To Prove: (1) ar(ΔADO) = ar(ΔCDO) (2) ar(ΔABP) = ar(ΔCBP)
Proof :
AC is the diagonal of the parallelogram.
∴ AO = OC [Diagonal of a parallelogram bisect each other]
O is the midpoint of AC Þ DO is the median.
⇒ ar(ΔADO) = ar(ΔCDO) [Median of a triangle divides it into two triangles of equal area.] --------- (1)
Similarly BO is the median of ΔABC.
⇒ ar(ΔABO) = ar(ΔBCO) [Median of a triangle divides it into two triangles of equal area.] --------- (2)
P is a point on BO. Therefore, OP is also the median of ΔAPC.
⇒ ar(ΔOPA) = ar(ΔOPC) --------- (3)
Subtracting equation (3) from equation (3), we get,
ar(ΔABO) − ar(ΔOPA) = ar(ΔBCO) − ar(ΔOPC) ⇒ ar(ΔABP) = ar(ΔCBP)
Hence proved.
ANSWER:
ABCD is a parallelogram and AC,BD are diagonals bisect each other.
(i) Since, Diagonals of a parallelogram bisect each other.
∴ AO=OC
⇒ O is the mid-point of AC.
DO is a median of △DAC
We know that, a median of a triangles divides it into two triangles of equal areas
∴ ar(△ADO)=ar(△CDO)
We know, a median of a triangle divides it into triangles of equal areas.

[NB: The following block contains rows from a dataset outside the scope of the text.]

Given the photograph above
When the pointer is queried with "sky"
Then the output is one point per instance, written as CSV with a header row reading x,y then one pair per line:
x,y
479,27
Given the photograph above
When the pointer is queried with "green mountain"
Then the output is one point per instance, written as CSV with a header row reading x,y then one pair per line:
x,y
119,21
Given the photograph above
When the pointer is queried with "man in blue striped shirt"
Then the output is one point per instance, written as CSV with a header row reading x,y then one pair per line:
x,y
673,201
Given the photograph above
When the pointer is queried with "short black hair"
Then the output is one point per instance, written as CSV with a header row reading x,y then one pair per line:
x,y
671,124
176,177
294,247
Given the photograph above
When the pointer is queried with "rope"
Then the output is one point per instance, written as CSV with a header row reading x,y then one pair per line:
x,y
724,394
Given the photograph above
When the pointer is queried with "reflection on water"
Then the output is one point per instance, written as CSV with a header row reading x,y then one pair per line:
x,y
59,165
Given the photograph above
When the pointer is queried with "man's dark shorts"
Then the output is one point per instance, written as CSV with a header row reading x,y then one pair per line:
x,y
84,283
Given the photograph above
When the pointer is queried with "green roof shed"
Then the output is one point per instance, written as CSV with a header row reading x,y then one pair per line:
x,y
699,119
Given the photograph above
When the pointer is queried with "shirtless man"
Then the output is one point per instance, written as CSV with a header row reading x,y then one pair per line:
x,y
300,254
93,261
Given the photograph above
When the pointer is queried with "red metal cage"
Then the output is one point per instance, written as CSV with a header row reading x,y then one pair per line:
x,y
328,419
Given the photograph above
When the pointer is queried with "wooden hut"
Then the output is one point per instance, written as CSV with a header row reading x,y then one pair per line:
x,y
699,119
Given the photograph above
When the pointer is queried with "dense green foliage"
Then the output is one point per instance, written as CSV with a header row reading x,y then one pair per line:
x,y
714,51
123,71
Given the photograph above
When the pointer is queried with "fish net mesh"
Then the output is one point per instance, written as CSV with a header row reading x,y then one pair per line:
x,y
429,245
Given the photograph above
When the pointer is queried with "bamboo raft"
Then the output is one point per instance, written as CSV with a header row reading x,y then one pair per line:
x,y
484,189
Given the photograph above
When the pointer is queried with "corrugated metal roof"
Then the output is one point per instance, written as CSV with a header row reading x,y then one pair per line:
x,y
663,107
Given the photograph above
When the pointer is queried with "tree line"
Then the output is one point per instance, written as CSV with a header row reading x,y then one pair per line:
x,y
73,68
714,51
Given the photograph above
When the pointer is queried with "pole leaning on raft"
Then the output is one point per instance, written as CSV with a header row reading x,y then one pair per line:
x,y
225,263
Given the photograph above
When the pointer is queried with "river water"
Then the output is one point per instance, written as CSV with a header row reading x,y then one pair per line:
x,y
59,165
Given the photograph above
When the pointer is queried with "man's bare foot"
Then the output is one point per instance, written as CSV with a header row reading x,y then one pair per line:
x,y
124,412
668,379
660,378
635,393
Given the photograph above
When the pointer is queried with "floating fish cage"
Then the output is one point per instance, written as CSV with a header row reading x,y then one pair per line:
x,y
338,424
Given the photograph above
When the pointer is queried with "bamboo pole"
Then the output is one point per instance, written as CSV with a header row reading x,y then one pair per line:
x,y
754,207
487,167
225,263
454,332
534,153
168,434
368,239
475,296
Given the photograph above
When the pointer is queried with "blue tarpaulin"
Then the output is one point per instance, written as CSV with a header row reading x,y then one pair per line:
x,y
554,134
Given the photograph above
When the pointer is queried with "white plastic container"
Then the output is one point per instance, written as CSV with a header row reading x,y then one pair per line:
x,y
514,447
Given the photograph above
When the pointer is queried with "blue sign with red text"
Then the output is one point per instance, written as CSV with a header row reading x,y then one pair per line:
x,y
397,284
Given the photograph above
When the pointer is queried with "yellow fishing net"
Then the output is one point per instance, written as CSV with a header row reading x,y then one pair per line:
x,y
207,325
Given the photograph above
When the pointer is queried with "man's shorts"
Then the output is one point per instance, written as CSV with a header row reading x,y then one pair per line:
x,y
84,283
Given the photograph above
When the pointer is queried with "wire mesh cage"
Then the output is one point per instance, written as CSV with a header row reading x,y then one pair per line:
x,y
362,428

(ii) Since, BO is a median of △BAC,
∴ ar(△BOA)=ar(△BOC) ---- ( 1 )
PO is a median of △PAC
We know, a median of a triangle divides it into triangles of equal areas.
∴ ar(△POA)=ar(△POC) ---- ( 2 )
Subtracting ( 2 ) from ( 1 ) we get,
⇒ ar(△BOA)−ar(△POA)=ar(△BOC)−ar(△POC)
⇒ ar(△ABP)=ar(△CBP)